Liedermacher Fredrik Vahle begeisterte Kinder und Erwachsene in Licherode

Von Kung Fu und Tut Si

Begeisternd: Wenn „Anne Kaffeekanne“ auf Reisen geht und im Schwarzwald dem Oberförster die Pantoffeln anziehen soll, dann macht das dem kleinen und großen Publikum einfach nur Spaß. Fotos: Apel

LICHERODE. Voller Lieder, voller Geschichten, voller Hoffnung – fast wie im Paradies: So sieht die Welt beim Kinderkonzert mit Fredrik Vahle, Dietlind Grabe-Bolz und den Fritzis in Licherode aus. Hier konnte man dem leibhaftigen Gießener Professor und der seit 2009 amtierenden Gießener Oberbürgermeisterin begegnen. Beide sind dem Ökologischen Schullandheim besonders verbunden.

Dietlind singt und tourt mit dem Liedermacher und Wortspieler seit 1979. Sie scheint es zu genießen, auf der Naturbühne von Unserland nicht an den kommunalen Schutzschirm denken zu müssen: „Gerade als Politikerin braucht man die Musik als Lebenselixier für die Seele“, sagt sie.

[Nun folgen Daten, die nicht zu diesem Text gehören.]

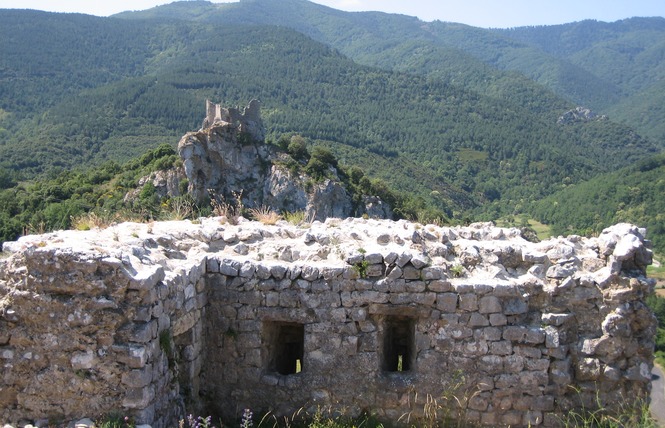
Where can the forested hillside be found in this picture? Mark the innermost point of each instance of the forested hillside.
(435, 120)
(633, 194)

Da geht es auch schon los. Fredrik kommt und stellt Instrumente und Mitwirkende vor: Seine Gitarre – das Baby der Gitarre, die Ukulele, die sich in ein Handy verwandeln kann – den Bruder der Gitarre, die Bassgitarre, die die tiefen Töne macht – und die Trommel.

Nilpferd im Schlamm

Im ersten Lied geht es um „Die Katze von Lucia“, dann wird geübt, wie man klatscht, und anschließend erzählt Dietlind von „Augustin, dem Naturtalent“. Im Lied „Usamba“ wälzt sich ein Nilpferd im Nil im Schlamm. Bei „Tiger, Oma, Samurai“ Sprachwitz pur, der die Kinder begeistert, der sie erleben lässt, was passiert, „wenn Töne und Worte Hochzeit feiern und wenn ein Lied entsteht“.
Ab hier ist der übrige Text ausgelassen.